Custom RHF Adapter** (Recommended) |
   | :--- | :--- | :--- | :--- |
   | **Bundle Size (Min+Gzip)** | **~69.4 kB** (Core + Validator) | **~67 kB** 
(Core + React) | **~15-20 kB** (AJV + Adapter logic) |
   | **State Manager** | Internal (Redux-like) | Internal (Observable) | 
**react-hook-form` (Native)** |
   | **UI Integration** | Good (Official AntD theme) | Complex (Requires 
adapter) | **Perfect** (Direct usage of Mantine/AntD) |
   | **Customization** | Hard (requires wrapper widgets) | Medium | **Easy** 
(Standard React components) |
   
   #### Analysis of Options
   
   **Option A: react-jsonschema-form (RJSF)**
   *   *Pros:* Battle-tested, supports Draft 7 standard out-of-the-box.
   *   *Cons:* **Heavy.** It introduces its own state management system, 
creating a "black box" inside our existing RHF forms. The bundle size impact 
(~70kB) contradicts the goal of a lightweight dashboard.
   
   **Option B: Formily**
   *   *Pros:* Very powerful for complex enterprise forms.
   *   *Cons:* **Overkill.** High learning curve and heavy bundle size. It 
duplicates the functionality of `react-hook-form`, which we already use.
   
   **Option C: Custom Adapter (JSON Schema -> React Hook Form)**
   *   *Concept:* Build a dedicated `PluginForm` component that maps JSON 
Schema types directly to our existing `Mantine/AntD` components, controlled by 
`react-hook-form`.
   *   *Pros:*
       *   **Zero Logic Duplication:** Reuses `react-hook-form` for 
state/validation.
       *   **Tiny Footprint:** Only requires a schema validator (likely `ajv`, 
~20kB) and mapping logic.
       *   **Consistent UI:** We render *our* actual components, complete with 
our specific classes/styles, not a 3rd party's abstraction of them.
   *   *Cons:* Initial setup requires writing the mapping logic (Schema Type -> 
Component).
   
   ### 3. Recommendation
   
   I strongly recommend **Option C (Custom RHF Adapter)**.
   
   Since the dashboard already pays the cost for `react-hook-form`, `antd`, and 
`mantine`, we can build a lightweight generator that simply "glues" them 
together based on the schema.
   
   **Proposed Architecture:**
   1.  **Validator:** Use `ajv` (Draft 7 compatible) to validate the form state 
against the plugin schema.
   2.  **Mapper:** Create a `SchemaField` component that recursively renders 
the correct UI widget:
       *   `type: string` -> `<TextInput />` (Mantine)

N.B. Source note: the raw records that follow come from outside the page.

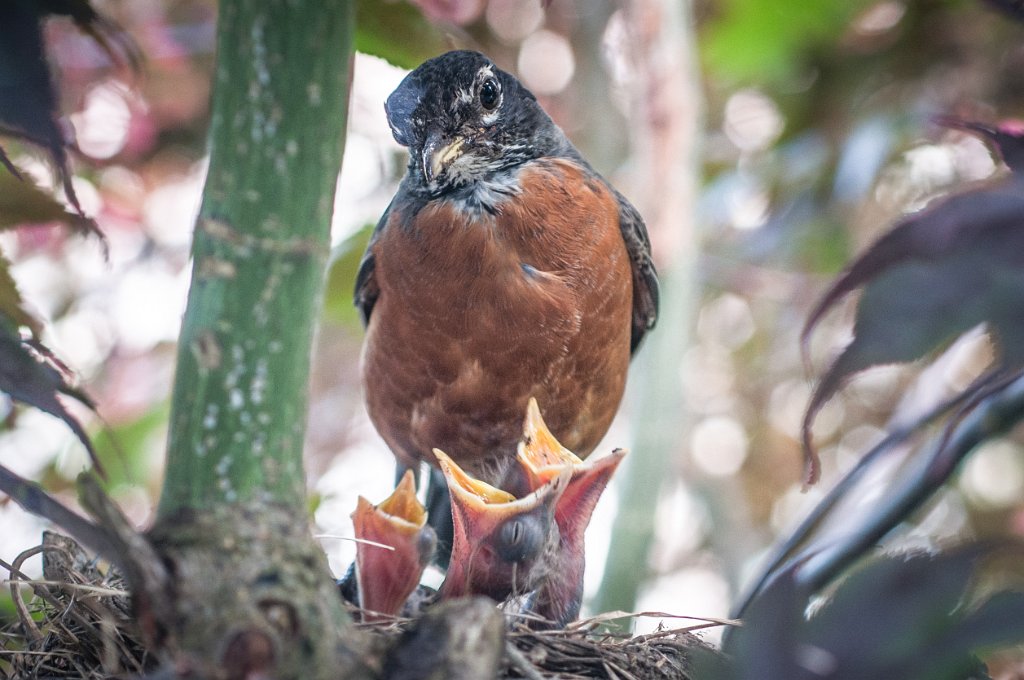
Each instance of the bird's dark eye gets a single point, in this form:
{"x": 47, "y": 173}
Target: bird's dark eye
{"x": 491, "y": 94}
{"x": 519, "y": 539}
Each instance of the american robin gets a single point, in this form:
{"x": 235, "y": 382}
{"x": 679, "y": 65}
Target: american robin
{"x": 557, "y": 598}
{"x": 505, "y": 267}
{"x": 400, "y": 545}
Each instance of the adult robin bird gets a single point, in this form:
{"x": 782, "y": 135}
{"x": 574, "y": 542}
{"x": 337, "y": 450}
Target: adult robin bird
{"x": 505, "y": 267}
{"x": 503, "y": 545}
{"x": 395, "y": 547}
{"x": 557, "y": 598}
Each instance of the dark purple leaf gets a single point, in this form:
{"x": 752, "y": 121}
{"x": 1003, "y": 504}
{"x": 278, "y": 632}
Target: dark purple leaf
{"x": 935, "y": 275}
{"x": 30, "y": 374}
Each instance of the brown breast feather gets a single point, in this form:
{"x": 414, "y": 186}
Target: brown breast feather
{"x": 463, "y": 335}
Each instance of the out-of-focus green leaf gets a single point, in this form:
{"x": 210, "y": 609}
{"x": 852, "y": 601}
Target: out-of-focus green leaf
{"x": 122, "y": 449}
{"x": 765, "y": 39}
{"x": 397, "y": 32}
{"x": 345, "y": 258}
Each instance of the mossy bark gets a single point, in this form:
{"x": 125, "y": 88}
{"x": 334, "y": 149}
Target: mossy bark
{"x": 261, "y": 242}
{"x": 250, "y": 589}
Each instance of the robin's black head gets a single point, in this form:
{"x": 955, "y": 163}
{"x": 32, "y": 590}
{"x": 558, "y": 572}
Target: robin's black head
{"x": 465, "y": 120}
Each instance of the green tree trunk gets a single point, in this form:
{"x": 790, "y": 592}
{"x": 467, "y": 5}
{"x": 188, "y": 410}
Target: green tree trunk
{"x": 252, "y": 592}
{"x": 261, "y": 242}
{"x": 669, "y": 108}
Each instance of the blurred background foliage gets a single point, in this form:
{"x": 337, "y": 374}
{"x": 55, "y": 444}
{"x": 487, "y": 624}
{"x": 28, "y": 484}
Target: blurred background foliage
{"x": 815, "y": 137}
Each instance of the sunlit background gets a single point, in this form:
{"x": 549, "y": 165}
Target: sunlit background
{"x": 813, "y": 136}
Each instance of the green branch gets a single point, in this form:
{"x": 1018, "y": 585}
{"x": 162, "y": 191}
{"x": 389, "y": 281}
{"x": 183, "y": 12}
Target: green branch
{"x": 239, "y": 410}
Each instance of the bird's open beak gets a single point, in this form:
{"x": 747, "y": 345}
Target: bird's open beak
{"x": 388, "y": 572}
{"x": 543, "y": 457}
{"x": 501, "y": 543}
{"x": 438, "y": 153}
{"x": 558, "y": 598}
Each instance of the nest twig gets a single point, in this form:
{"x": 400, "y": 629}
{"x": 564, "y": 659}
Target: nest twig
{"x": 79, "y": 625}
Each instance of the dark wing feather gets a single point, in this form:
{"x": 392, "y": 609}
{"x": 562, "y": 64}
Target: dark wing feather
{"x": 645, "y": 290}
{"x": 367, "y": 289}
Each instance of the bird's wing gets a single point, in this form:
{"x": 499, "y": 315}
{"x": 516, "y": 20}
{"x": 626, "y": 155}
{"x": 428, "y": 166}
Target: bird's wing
{"x": 367, "y": 289}
{"x": 645, "y": 290}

       *   `type: boolean` -> `<Switch />` (Mantine)
       *   `enum: [...]` -> `<Select />` (AntD/Mantine)
   3.  **State:** Connects directly to the parent `useForm` context.
   
   I am happy to proceed with creating a **Proof of Concept (POC)** for Option 
C to demonstrate how it handles a complex plugin schema (e.g., `limit-count`) 
if this direction aligns with the team's vision.